NC computerized prison mail system is both cruel and a rip-off

I’ve been doing life in the North Carolina Department of Adult Correction (NCDAC) for almost 22 years. In 2021, the NCDAC made my life worse by contracting TextBehind to remotely scan and print our mail, supposedly to thwart synthetic drug smuggling, although it is widely accepted that prison employees are the main source of contraband.

Problems with TextBehind are too many to list. However, I once thought receiving a scanned copy of a birthday card three weeks late was as bad as TextBehind could get. But it’s about to become even worse.

Last month, people incarcerated at North Carolina prisons found out our scanned mail will be posted on prison-issued tablets. That translates to us viewing amateurishly scanned mail in tiny print on unreliable ViaPath tablets that regularly drop service.

Once, the tablet service dropped for three weeks. At Nash, where I am housed, 12 men must share six tablets because there aren’t enough for everyone. And if a tablet breaks, it can take up to six months for it to be replaced. Prisoners in solitary confinement have no tablets. On top of that, prison officials regularly restrict tablet usage as a collective punishment, not allowing them to be issued for the day because a few people don’t clean up their living area. All of this will amount to us losing access to our mail in a timely fashion or not receiving it at all.

This harmful issue is about more than us losing the experience of caressing a child’s first drawing or fingering a photo of a loved one.
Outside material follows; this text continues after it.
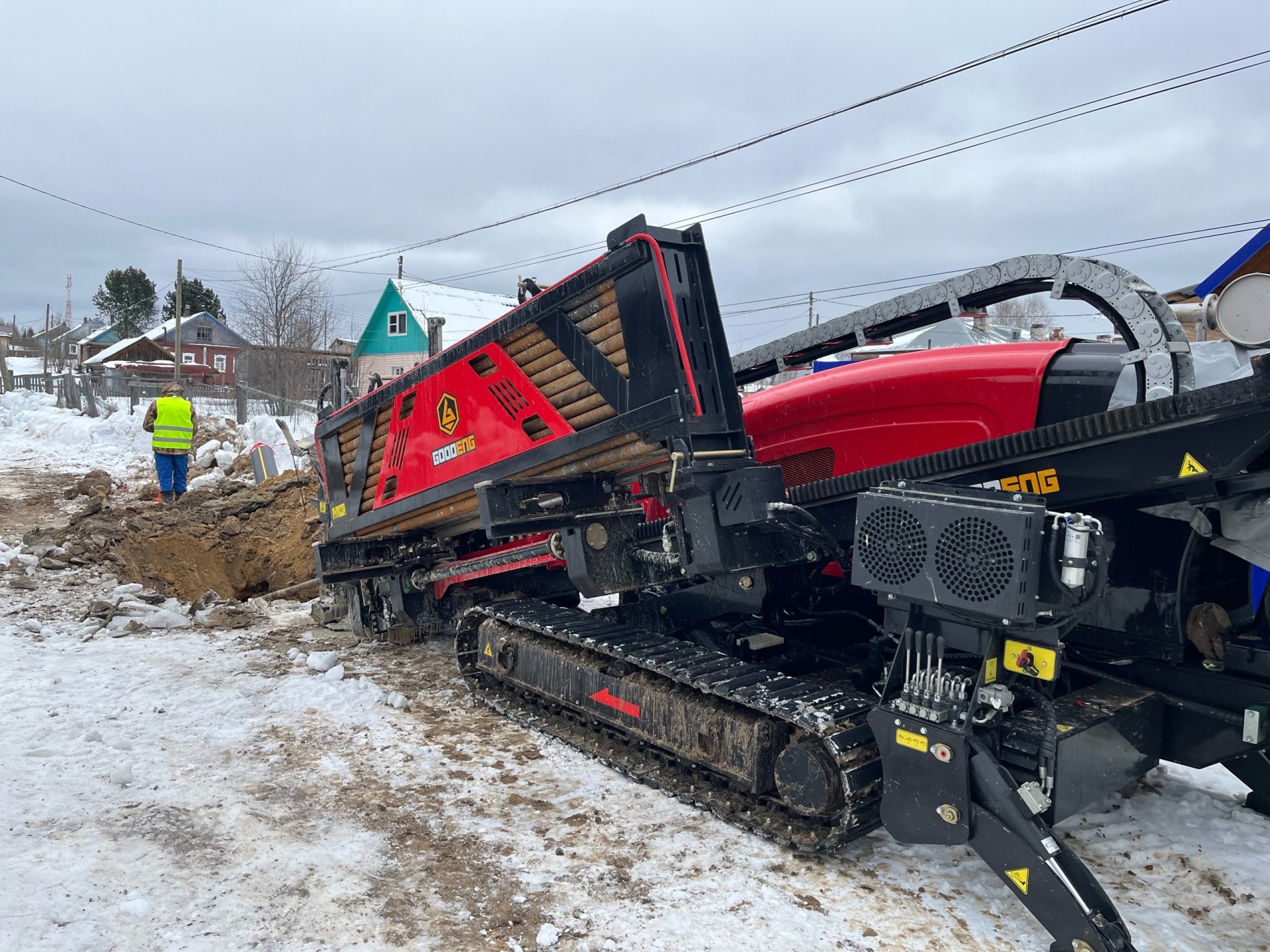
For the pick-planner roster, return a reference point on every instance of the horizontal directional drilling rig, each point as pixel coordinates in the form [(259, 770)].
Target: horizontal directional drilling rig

I survived this environment of hopelessness because tangible trinkets, like letters and cards, reassured me through bouts of depression, gave me a reason to live when I contemplated suicide, and humanized me when the violence and oppression of mass incarceration made me feel like a caged animal.

Now, no one wants to send me a personal letter through TextBehind.
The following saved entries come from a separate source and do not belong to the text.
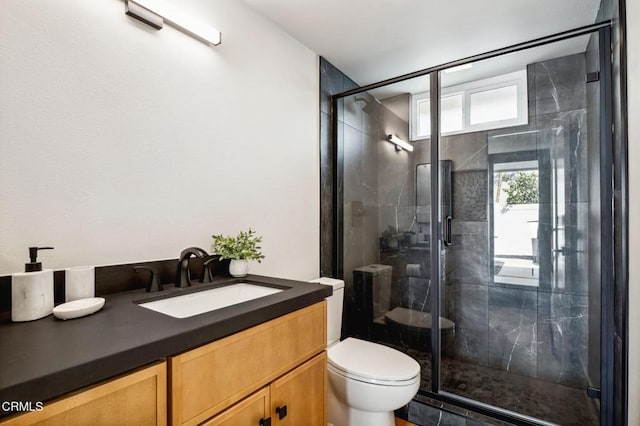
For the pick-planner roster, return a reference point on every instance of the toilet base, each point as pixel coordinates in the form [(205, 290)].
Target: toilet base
[(339, 414)]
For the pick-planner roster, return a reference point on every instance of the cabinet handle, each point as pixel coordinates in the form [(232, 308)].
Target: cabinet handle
[(281, 412)]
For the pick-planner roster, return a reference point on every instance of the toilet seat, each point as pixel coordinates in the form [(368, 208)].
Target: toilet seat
[(372, 363), (418, 320)]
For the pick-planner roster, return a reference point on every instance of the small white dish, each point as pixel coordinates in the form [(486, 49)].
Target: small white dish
[(78, 308)]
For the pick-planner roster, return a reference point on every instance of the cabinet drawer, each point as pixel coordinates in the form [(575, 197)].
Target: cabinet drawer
[(303, 392), (138, 398), (206, 380), (249, 411)]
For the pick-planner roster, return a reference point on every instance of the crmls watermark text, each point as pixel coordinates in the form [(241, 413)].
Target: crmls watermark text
[(21, 406)]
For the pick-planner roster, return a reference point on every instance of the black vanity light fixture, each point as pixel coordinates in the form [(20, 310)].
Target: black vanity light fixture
[(155, 13), (399, 143)]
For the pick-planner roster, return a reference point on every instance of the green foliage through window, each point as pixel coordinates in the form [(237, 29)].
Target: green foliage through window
[(521, 187)]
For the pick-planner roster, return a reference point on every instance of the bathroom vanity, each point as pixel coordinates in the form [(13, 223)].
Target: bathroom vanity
[(256, 360)]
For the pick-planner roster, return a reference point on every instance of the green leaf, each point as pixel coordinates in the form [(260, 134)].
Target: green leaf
[(242, 246)]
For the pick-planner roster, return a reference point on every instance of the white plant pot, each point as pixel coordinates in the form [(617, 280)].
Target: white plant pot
[(238, 268)]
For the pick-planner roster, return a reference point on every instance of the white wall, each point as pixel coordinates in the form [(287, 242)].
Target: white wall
[(120, 143), (633, 93)]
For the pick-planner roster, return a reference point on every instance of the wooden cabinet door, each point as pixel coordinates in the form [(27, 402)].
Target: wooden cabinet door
[(211, 378), (248, 412), (137, 399), (303, 392)]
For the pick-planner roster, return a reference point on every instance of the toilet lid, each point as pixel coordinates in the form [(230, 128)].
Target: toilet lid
[(372, 362), (417, 319)]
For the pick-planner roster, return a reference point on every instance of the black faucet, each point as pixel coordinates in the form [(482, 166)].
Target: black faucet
[(154, 281), (183, 277)]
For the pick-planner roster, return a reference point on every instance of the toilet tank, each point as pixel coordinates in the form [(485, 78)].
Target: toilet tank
[(334, 308)]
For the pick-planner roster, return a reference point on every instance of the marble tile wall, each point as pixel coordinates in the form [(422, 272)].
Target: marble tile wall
[(540, 332), (332, 81)]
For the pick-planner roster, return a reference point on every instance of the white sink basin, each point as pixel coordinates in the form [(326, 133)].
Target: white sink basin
[(200, 302)]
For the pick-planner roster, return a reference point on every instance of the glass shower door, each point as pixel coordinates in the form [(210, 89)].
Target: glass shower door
[(521, 280)]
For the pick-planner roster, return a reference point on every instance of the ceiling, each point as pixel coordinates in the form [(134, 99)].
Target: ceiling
[(373, 40)]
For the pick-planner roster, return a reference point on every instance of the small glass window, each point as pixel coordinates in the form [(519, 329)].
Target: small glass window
[(491, 103)]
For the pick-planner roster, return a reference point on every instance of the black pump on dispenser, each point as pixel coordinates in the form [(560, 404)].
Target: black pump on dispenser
[(34, 265)]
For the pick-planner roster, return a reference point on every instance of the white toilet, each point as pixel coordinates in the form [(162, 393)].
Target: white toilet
[(367, 381)]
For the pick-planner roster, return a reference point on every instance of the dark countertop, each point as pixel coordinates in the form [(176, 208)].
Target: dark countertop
[(47, 358)]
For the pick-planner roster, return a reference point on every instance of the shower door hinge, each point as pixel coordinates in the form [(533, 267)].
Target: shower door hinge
[(593, 76), (593, 392)]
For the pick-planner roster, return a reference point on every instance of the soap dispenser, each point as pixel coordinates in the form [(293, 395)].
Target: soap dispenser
[(32, 290)]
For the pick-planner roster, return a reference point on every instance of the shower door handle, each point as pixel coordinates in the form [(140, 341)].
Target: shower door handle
[(448, 233)]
Not only is it a mistake for the NCDAC to allow TextBehind to post mail on tablets, it is a mistake to continue monetizing our communication at all. Posting mail on tablets is happening because TextBehind loses money by printing our scanned U.S. postal mail without recouping the material cost, like toner, paper, and labor.

In North Carolina, the company only earns by charging high fees to send photos and letters through its app, as previously reported in a piece I wrote for Logic(s). Contrarily, TextBehind charges the Wisconsin Department of Corrections $1.49 per scanned letter, probably amounting to millions a year, on top of the revenue they reap from app usage in that state.

NC Newsline recently reported that the NCDAC was cutting ties with TextBehind, and going back to processing physical mail in its prisons, because the company wanted to charge the state for its services. Three days later, it changed plans again and renewed its arrangement with the firm.

If mail scanning actually reduced drug smuggling, the NCDAC would gladly pay for it, no matter the cost. But it doesn’t work. Trust me. I live in ground zero. Drugs are as rampant as they have ever been, with or without mail. As evidence of this fact, the NCDAC only continued the relationship after TextBehind partnered with ViaPath to post mail on our tablets, slashing the overhead to increase profits.

Obviously the NCDAC values money over the supposed prevention of drug smuggling. We already pay ViaPath nearly $2 for 15-minute phone calls that are free in California from the same company. ViaPath regularly hikes the price we pay for instant messaging on tablets without regulation by the NCDAC on our behalf. Now ViaPath will also control our U.S. postal mail.

When will the unfair monetization of communication stop? North Carolina’s prisons have become corporate piggy banks. I blame NCDAC officials for allowing predatory companies to exploit us for profit without bargaining for fairer prices and better service. Rehabilitation demands healthy communication with loved ones. To ignore that fact promotes recidivism, because we cannot build necessary bonds to ensure success upon release.

Posting mail on tablets is just the latest corporate hustle.